バベル
今日は、昨日残した北川本家の「富翁 大吟醸純米 吟の司」を飲んだ。
もちろんグラスは福光屋の「KAGURAグラス」を使ったのだが、残念ながら、一日置いてしまったために、味自体はまろやかさとコクが増したものの、香りは若干飛んでしまっていた・・・
そこで、日本酒ではないが、「特選 塔牌 紹興酒 花彫(陳8年)」を飲んでみたところ、チョコレートのような甘い香りが立ち上り、以前の飲んだ時よりもずっと美味しく飲むことができた。やはりこのグラス使えるかも!
「バベル」(06年、米国)を見た。
日本人女優の菊池凛子がアカデミー賞にノミネートされ、話題となった作品だ。
非常に難しい作品だった。一人の日本人がモロッコに残してきた1丁の銃によって、モロッコ、メキシコという2つの国で連鎖反応的に悲劇が発生する。

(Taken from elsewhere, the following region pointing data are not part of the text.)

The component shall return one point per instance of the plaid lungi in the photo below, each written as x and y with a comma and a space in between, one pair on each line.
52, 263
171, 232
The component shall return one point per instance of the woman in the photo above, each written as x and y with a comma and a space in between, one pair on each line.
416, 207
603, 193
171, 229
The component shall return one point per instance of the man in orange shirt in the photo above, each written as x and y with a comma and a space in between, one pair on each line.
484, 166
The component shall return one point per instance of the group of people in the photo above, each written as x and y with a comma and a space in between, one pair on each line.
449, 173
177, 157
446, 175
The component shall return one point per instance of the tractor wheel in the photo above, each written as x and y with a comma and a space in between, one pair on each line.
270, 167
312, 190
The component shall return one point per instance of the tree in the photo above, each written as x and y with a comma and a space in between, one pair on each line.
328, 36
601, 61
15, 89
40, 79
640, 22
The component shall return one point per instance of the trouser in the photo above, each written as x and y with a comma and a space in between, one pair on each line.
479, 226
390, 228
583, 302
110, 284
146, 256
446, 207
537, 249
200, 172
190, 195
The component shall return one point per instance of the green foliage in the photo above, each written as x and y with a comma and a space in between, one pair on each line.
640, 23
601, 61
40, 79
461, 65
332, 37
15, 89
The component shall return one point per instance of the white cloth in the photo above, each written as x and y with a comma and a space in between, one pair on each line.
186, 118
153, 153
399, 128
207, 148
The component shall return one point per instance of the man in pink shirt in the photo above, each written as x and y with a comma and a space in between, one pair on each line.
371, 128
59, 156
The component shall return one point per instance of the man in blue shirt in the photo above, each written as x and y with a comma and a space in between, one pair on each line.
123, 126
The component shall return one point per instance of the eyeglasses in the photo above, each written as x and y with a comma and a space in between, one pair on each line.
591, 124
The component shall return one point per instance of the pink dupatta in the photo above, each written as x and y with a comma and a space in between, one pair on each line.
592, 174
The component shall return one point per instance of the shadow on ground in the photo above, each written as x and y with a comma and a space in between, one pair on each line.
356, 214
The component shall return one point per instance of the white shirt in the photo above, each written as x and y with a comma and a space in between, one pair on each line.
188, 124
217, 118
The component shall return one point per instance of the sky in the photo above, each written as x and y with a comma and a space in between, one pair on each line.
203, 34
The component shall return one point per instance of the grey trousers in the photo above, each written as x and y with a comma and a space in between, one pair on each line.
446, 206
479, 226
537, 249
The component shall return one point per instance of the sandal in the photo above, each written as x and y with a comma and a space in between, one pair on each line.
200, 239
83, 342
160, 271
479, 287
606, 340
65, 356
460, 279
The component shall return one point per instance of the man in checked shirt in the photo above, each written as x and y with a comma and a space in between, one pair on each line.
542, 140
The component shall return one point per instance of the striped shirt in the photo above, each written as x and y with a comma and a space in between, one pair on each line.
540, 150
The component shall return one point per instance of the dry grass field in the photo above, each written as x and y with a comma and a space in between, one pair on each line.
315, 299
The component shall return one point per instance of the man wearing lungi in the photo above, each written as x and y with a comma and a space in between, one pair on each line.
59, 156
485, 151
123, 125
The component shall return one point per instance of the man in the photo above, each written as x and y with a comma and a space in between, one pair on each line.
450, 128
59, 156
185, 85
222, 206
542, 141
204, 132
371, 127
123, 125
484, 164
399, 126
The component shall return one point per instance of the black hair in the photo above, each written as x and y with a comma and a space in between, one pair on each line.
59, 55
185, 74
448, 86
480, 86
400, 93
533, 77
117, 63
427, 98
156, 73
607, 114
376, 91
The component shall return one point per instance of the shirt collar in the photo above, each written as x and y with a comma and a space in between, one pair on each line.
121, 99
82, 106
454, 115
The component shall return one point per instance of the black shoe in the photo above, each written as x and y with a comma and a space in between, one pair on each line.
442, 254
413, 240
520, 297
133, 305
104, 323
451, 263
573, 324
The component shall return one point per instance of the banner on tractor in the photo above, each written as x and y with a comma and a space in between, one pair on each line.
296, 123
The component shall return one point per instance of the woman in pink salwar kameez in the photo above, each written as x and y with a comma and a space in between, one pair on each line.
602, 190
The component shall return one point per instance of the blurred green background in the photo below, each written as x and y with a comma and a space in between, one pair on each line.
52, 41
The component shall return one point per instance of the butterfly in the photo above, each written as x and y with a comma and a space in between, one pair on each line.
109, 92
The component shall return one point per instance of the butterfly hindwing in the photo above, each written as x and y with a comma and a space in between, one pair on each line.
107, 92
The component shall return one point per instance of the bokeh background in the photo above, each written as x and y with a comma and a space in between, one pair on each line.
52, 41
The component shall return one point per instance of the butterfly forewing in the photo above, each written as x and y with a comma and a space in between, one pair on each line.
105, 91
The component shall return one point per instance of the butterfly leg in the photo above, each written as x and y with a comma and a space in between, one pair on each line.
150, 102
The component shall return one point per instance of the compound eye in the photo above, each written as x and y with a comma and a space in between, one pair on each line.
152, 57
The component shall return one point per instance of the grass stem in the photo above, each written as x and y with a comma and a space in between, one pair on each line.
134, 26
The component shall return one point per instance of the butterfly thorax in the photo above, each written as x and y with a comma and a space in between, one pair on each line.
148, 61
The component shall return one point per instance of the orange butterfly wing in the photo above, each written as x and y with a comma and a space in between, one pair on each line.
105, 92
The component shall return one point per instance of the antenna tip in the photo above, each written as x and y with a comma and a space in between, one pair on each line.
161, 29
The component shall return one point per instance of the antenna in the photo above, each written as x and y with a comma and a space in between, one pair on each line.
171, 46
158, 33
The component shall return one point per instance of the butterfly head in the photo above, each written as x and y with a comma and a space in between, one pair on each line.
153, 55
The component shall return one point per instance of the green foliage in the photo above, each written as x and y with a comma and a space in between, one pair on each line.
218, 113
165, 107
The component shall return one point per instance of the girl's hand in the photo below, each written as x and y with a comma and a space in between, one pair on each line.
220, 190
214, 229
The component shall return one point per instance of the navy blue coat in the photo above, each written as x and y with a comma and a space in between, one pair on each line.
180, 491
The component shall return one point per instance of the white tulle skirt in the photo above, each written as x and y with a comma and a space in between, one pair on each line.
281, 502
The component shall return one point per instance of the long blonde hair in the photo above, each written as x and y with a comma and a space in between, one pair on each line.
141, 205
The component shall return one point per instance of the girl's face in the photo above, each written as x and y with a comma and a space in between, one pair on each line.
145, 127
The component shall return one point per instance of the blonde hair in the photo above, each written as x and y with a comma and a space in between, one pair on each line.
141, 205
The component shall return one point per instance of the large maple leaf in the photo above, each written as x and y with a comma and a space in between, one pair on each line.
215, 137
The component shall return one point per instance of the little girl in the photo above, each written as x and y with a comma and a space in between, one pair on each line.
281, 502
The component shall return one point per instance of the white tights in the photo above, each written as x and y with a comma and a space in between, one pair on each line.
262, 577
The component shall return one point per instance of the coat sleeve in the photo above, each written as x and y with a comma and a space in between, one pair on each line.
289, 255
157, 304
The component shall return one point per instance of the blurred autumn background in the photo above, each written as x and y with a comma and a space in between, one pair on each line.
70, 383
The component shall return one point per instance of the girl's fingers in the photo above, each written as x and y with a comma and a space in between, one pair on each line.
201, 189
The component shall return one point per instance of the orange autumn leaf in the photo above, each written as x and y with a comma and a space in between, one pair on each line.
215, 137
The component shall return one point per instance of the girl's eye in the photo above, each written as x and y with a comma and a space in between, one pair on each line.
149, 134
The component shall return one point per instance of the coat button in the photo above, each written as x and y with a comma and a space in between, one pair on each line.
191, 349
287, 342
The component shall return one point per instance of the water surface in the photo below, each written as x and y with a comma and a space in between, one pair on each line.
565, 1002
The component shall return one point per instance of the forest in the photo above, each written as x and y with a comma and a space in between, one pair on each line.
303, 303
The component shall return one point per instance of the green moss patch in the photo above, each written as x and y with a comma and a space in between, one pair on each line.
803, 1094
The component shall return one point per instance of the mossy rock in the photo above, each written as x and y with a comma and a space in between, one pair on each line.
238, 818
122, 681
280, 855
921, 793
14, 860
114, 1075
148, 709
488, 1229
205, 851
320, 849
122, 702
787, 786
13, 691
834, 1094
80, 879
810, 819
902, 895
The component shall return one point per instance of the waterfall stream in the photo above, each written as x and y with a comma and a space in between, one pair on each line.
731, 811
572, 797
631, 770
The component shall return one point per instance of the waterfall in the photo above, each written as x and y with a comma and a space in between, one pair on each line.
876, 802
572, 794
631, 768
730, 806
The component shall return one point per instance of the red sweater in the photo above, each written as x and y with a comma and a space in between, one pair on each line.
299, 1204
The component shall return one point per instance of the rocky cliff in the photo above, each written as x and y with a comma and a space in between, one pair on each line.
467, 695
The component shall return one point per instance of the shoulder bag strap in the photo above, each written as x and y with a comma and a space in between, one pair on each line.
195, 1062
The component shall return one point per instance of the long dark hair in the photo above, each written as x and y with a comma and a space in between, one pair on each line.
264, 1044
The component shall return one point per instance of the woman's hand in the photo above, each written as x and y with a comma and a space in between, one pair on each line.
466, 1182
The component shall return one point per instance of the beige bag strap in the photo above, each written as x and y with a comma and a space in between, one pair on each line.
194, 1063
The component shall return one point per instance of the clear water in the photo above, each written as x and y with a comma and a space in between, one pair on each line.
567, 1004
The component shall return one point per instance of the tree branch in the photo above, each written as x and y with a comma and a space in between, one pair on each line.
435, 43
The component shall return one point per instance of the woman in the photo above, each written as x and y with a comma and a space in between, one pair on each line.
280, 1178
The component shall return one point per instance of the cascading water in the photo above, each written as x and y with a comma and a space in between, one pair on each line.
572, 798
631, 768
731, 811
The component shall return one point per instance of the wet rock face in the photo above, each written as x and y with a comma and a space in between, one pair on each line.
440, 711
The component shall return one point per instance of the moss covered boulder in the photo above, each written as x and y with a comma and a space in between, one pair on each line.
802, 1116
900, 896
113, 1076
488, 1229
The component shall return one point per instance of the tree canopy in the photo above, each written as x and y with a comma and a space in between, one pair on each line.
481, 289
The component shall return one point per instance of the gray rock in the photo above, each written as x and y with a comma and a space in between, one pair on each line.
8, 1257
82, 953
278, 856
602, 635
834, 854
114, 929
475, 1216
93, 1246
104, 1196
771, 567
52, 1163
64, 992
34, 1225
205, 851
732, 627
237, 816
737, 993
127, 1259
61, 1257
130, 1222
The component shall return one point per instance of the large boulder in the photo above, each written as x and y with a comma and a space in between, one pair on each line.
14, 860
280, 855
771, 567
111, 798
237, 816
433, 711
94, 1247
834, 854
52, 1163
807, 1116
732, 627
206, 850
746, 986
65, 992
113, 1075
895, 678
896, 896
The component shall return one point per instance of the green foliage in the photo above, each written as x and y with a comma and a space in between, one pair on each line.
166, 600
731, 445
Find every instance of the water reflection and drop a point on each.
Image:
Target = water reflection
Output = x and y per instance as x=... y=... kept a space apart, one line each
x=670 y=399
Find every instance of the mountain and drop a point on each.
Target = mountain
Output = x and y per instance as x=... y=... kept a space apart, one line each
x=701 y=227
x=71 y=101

誰にも悪意はないのに、ほんのちょっとした出来事によって、いくつもの生命が危機にさらされ、何人もの人々が不幸に陥れられる。
この映画のコンセプトは「再生への希望の物語」ということだが、私には完全にそして単純に銃社会の問題や悲惨さを描いた映画に映った。
この映画で、最終的に死んでしまうのは、最も罪のなさそうな一人の少年だけとしているところに、監督の優しさと中途半端さが窺える。銃社会の悲惨さを描くのであれば、奇跡的な救出の連鎖を見せるのではなく、最後までリアリティを追及して欲しかった。もっとも、そんな映画誰も見ないのかもしれないが・・・
日本における菊池凛子の生活シーンは、メキシコとモロッコで繰り広げられる非日常的なシーンに比べると、聾唖者という面での悲しみはあるものの、あまりにも普通で、幸せボケした日本を見事に表しており、なんのためにこんなに頻繁に織り込まれているのだろうかと思った。しかし、そんな思いも、役所広司の最後の一言で、霧が晴れるように1本に繋がる。
モロッコ、メキシコで悲惨なできごとの原因となった銃は、そのずっと以前に日本において、一つの家庭を破壊し、一人の少女の人格に大きな影響を及ぼしていたのだ・・・
たった1丁の銃ですら、世界中でこれだけの大きな悲劇を巻き起こす、、、それでは、世界中の全ての銃や戦争兵器を合わせれば一体どれだけの悲劇が生み出されるというのか。。。そんなことをこの映画は力強く訴えている。
多くの兵器によって、地球を何回でも滅ぼすことができるほどの力を手に入れた人類は、まさにバベルの塔に近づきすぎて神の怒りをかった人々の姿に重なって見える。。。
生々しいまでにリアルな映像と、テーマと一体となったストーリー、しょっちゅう場面が入れ替わるために、一瞬たりとも目を離せない面白い映画であったと思う。